Monitoring GlitchTip with Vigilmon: Health Endpoint, Dashboard, API Liveness & SSL Alerts

GlitchTip is a self-hosted open-source error tracking platform compatible with the Sentry SDK — it collects exceptions, logs, and performance events from your applications and presents them in a searchable dashboard for debugging. Engineering teams choose GlitchTip to get Sentry-compatible error tracking on their own infrastructure without SaaS costs or data residency constraints. When GlitchTip goes down, errors from your applications stop being captured and recorded: your SDK clients silently fail to deliver events, exception spikes go undetected, and production bugs become invisible until users report them directly. The background worker queue is particularly critical — it processes incoming error payloads asynchronously, so a stalled worker means events are accepted at the API but never written to the database. Vigilmon gives you external visibility into GlitchTip's health endpoint, web dashboard, API liveness, and SSL certificate so failures are caught within 60 seconds.

What You'll Build

A monitor on GlitchTip's /.well-known/healthz health endpoint
An HTTP monitor for the GlitchTip web dashboard
An HTTP monitor for the API liveness check (/api/0/ returning 401 confirms the API is alive)
A cron heartbeat monitor for the GlitchTip worker queue health
SSL certificate monitoring for your GlitchTip domain
An alerting setup tuned for production error pipeline criticality

Prerequisites

A running GlitchTip instance with a public or network-reachable domain
HTTPS configured (e.g., https://glitchtip.example.com)
A free account at vigilmon.online

Step 1: Verify GlitchTip's Health Endpoint

GlitchTip exposes a health check at /.well-known/healthz that confirms the Django application server and its backing database are responding:

curl -i https://glitchtip.example.com/.well-known/healthz

A healthy instance returns HTTP 200:

{
  "status": "ok"
}

This endpoint requires no authentication and is designed for uptime probes. A 200 response confirms the Django WSGI server is running and PostgreSQL (GlitchTip's primary database for events, issues, teams, and projects) is reachable. A non-200 response or a timeout indicates the application has crashed, the database is unreachable, or the container is mid-restart.

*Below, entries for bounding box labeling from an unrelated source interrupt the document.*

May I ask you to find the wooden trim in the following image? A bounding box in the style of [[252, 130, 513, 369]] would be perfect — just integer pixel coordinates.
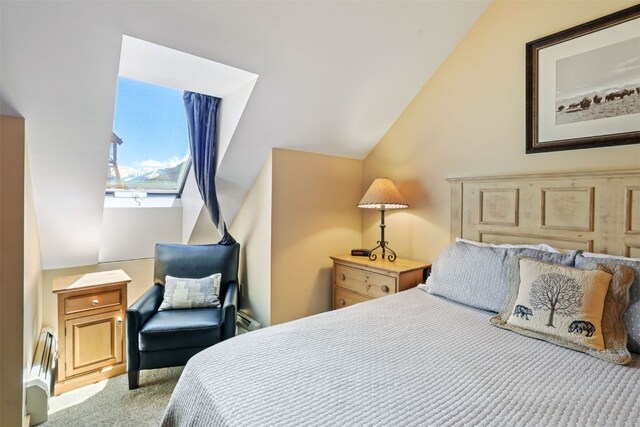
[[449, 169, 640, 255], [448, 180, 464, 242], [478, 188, 520, 227], [447, 169, 640, 186], [624, 186, 640, 234], [540, 187, 595, 231]]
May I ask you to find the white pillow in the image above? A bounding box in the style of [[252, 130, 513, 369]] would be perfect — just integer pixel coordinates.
[[158, 273, 222, 311], [456, 237, 569, 254]]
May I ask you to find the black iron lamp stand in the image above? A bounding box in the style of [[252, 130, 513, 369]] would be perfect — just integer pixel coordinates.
[[369, 209, 398, 262]]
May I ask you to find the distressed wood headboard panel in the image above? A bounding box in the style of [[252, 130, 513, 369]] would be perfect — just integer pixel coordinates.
[[448, 170, 640, 258]]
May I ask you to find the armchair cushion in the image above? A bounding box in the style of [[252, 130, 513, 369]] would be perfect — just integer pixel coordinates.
[[158, 273, 222, 311], [139, 307, 222, 351]]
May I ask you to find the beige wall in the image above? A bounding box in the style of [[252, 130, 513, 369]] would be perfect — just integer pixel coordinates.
[[230, 149, 362, 326], [271, 149, 362, 324], [229, 155, 272, 326], [23, 145, 42, 410], [0, 116, 25, 426], [363, 1, 640, 260], [42, 258, 153, 331]]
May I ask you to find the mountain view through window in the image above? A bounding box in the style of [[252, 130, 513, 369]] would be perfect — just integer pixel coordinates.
[[106, 77, 191, 194]]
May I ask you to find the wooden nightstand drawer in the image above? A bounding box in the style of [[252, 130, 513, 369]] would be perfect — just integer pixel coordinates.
[[52, 270, 131, 395], [331, 255, 431, 310], [64, 289, 122, 314], [333, 287, 370, 308], [335, 265, 396, 298]]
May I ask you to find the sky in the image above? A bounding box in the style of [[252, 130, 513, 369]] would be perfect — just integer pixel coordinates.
[[556, 37, 640, 100], [113, 77, 189, 169]]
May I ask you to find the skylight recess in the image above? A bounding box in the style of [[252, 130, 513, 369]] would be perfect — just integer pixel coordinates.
[[106, 77, 191, 197]]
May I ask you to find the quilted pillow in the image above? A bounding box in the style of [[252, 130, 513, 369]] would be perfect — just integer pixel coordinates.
[[576, 252, 640, 353], [490, 257, 633, 364], [158, 273, 222, 311], [427, 241, 577, 313]]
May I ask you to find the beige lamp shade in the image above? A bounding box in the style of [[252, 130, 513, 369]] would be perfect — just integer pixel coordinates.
[[358, 178, 409, 210]]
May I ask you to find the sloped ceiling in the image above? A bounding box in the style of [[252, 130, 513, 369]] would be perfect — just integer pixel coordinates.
[[0, 0, 489, 268]]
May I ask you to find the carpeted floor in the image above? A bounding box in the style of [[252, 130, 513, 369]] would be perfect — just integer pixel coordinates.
[[41, 367, 183, 427]]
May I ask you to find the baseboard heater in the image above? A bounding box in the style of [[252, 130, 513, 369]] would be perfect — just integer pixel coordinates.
[[26, 328, 58, 426]]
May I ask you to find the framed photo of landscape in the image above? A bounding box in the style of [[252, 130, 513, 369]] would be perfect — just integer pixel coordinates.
[[526, 5, 640, 153]]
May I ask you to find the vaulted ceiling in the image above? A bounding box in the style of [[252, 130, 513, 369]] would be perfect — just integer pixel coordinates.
[[0, 0, 490, 268]]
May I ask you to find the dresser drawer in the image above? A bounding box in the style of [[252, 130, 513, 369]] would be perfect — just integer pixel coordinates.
[[334, 264, 397, 298], [64, 289, 122, 314], [333, 287, 370, 310]]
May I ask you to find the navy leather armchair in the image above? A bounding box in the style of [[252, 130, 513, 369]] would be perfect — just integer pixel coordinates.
[[127, 243, 240, 390]]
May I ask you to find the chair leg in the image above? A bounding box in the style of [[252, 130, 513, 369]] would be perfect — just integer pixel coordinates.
[[127, 371, 140, 390]]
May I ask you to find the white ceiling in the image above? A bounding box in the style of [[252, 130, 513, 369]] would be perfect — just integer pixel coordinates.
[[0, 0, 490, 268]]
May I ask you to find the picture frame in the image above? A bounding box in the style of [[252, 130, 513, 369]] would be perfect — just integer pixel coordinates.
[[525, 5, 640, 154]]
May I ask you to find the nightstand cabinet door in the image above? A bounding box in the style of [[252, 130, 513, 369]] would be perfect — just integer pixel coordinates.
[[65, 310, 124, 377], [53, 270, 131, 395]]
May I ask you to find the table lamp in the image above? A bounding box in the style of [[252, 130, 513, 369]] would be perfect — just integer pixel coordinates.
[[358, 178, 409, 262]]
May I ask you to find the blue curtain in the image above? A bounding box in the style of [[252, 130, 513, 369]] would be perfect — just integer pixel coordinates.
[[183, 91, 236, 245]]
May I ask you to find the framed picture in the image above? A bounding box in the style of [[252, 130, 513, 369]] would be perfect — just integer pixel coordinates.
[[526, 5, 640, 153]]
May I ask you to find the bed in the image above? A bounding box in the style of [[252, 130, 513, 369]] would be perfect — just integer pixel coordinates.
[[163, 171, 640, 426]]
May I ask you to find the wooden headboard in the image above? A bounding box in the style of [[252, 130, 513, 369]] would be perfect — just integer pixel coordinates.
[[448, 170, 640, 258]]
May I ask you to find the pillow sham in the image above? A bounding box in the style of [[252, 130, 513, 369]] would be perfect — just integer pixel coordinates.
[[489, 257, 633, 365], [427, 242, 577, 313], [576, 252, 640, 353], [158, 273, 222, 311]]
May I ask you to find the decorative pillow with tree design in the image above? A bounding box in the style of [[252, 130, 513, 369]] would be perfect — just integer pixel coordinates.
[[490, 257, 633, 364], [507, 258, 611, 350]]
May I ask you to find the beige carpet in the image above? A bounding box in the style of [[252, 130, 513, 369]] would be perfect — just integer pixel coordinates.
[[41, 367, 183, 427]]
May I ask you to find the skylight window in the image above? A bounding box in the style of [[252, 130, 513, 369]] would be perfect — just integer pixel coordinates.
[[106, 77, 191, 197]]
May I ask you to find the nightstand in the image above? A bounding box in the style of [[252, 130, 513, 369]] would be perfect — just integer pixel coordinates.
[[53, 270, 131, 395], [331, 255, 431, 310]]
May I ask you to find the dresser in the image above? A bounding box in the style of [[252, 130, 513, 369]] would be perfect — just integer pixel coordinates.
[[53, 270, 131, 395], [331, 255, 431, 310]]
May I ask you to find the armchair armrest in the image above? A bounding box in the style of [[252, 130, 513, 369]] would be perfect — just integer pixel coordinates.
[[222, 282, 238, 340], [126, 284, 164, 371]]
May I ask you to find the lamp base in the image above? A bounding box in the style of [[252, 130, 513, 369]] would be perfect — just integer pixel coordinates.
[[369, 209, 398, 262], [369, 240, 398, 262]]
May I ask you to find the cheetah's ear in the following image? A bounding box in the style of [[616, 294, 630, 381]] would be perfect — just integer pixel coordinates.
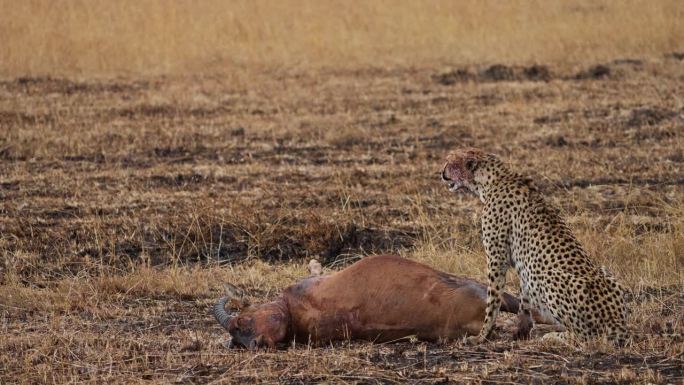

Fallback: Some GlitchTip deployments respond to root path / with a 200 redirect to the dashboard. If /.well-known/healthz returns 404, use the root path check as your primary availability monitor and validate GlitchTip's version in the response headers.

Step 2: Create a Vigilmon HTTP Monitor for the Health Endpoint

Log in to Vigilmon → Add Monitor → HTTP.
URL: https://glitchtip.example.com/.well-known/healthz.
Check interval: 60 seconds.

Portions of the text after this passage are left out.